Convergence in Machine Learning

Convergence generally refers to the values of a process that have a tendency in behavior over time.

It is a useful idea when working with optimization algorithms.

Optimization refers to a type of problem that requires finding a set of inputs that result in the maximum or minimum value from an objective function. Optimization is an iterative process that produces a sequence of candidate solutions until ultimately arriving upon a final solution at the end of the process.

This behavior or dynamics of the optimization algorithm arriving on a stable-point final solution is referred to as convergence, e.g. the convergence of the optimization algorithms. In this way, convergence defines the termination of the optimization algorithm.

Local descent involves iteratively choosing a descent direction and then taking a step in that direction and repeating that process until convergence or some termination condition is met.

— Page 13, Algorithms for Optimization, 2019.

  • Convergence: Stop condition for an optimization algorithm where a stable point is located and further iterations of the algorithm are unlikely to result in further improvement.

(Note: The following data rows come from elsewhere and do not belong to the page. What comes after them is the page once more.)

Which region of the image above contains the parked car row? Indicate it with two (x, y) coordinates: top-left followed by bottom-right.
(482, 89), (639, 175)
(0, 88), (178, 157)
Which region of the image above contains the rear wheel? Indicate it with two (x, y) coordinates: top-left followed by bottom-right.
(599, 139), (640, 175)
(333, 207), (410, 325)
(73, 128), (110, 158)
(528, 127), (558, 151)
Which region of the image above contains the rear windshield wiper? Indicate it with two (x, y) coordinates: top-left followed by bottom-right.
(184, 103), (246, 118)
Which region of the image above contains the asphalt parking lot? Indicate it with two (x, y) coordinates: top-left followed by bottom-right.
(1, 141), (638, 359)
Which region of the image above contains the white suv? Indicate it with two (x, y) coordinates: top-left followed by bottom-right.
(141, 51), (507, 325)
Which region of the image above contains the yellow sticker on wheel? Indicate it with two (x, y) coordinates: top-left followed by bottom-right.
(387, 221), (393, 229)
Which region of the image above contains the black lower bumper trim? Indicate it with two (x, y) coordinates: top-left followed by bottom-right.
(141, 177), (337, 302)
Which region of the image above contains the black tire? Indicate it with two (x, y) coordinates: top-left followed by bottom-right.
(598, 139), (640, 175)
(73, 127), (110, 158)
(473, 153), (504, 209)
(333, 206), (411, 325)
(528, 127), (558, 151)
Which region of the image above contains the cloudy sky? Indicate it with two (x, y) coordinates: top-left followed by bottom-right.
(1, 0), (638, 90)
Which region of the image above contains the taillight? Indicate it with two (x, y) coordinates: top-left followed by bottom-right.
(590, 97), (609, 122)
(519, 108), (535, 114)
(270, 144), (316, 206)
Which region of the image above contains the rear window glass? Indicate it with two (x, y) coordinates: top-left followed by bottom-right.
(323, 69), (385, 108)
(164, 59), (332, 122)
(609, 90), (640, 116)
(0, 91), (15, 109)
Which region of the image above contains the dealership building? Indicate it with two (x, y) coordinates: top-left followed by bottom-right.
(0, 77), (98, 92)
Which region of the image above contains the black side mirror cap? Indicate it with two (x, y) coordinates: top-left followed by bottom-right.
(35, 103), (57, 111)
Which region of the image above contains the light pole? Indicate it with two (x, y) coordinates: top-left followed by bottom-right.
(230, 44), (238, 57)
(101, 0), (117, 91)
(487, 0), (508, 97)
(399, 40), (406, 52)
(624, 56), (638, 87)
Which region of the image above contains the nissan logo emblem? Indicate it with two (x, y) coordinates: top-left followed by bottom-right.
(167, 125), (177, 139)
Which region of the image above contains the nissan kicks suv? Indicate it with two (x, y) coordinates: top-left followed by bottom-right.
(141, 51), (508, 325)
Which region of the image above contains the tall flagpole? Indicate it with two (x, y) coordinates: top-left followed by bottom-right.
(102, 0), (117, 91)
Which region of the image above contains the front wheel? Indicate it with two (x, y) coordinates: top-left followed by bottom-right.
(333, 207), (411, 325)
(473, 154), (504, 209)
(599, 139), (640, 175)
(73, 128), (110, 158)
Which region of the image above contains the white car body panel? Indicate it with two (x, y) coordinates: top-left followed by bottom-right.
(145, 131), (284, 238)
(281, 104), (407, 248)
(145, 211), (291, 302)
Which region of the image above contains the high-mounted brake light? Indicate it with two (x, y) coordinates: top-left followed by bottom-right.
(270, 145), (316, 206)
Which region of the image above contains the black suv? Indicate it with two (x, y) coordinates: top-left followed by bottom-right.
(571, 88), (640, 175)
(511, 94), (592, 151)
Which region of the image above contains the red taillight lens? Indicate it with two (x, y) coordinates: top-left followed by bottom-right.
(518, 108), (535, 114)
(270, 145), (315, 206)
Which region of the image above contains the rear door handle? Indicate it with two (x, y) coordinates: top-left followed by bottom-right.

We might measure and explore the convergence of an optimization algorithm empirically, such as using learning curves. Additionally, we might also explore the convergence of an optimization algorithm analytically, such as a convergence proof or average case computational complexity.

Strong selection pressure results in rapid, but possibly premature, convergence. Weakening the selection pressure slows down the search process …

— Page 78, Evolutionary Computation: A Unified Approach, 2002.

Optimization, and the convergence of optimization algorithms, is an important concept in machine learning for those algorithms that fit (learn) on a training dataset via an iterative optimization algorithm, such as logistic regression and artificial neural networks.

As such, we may choose optimization algorithms that result in better convergence behavior than other algorithms, or spend a lot of time tuning the convergence dynamics (learning dynamics) of an optimization algorithm via the hyperparameters of the optimization (e.g. learning rate).

Convergence behavior can be compared, often in terms of the number of iterations of an algorithm required until convergence, to the objective function evaluation of the stable point found at convergence, and combinations of these concerns.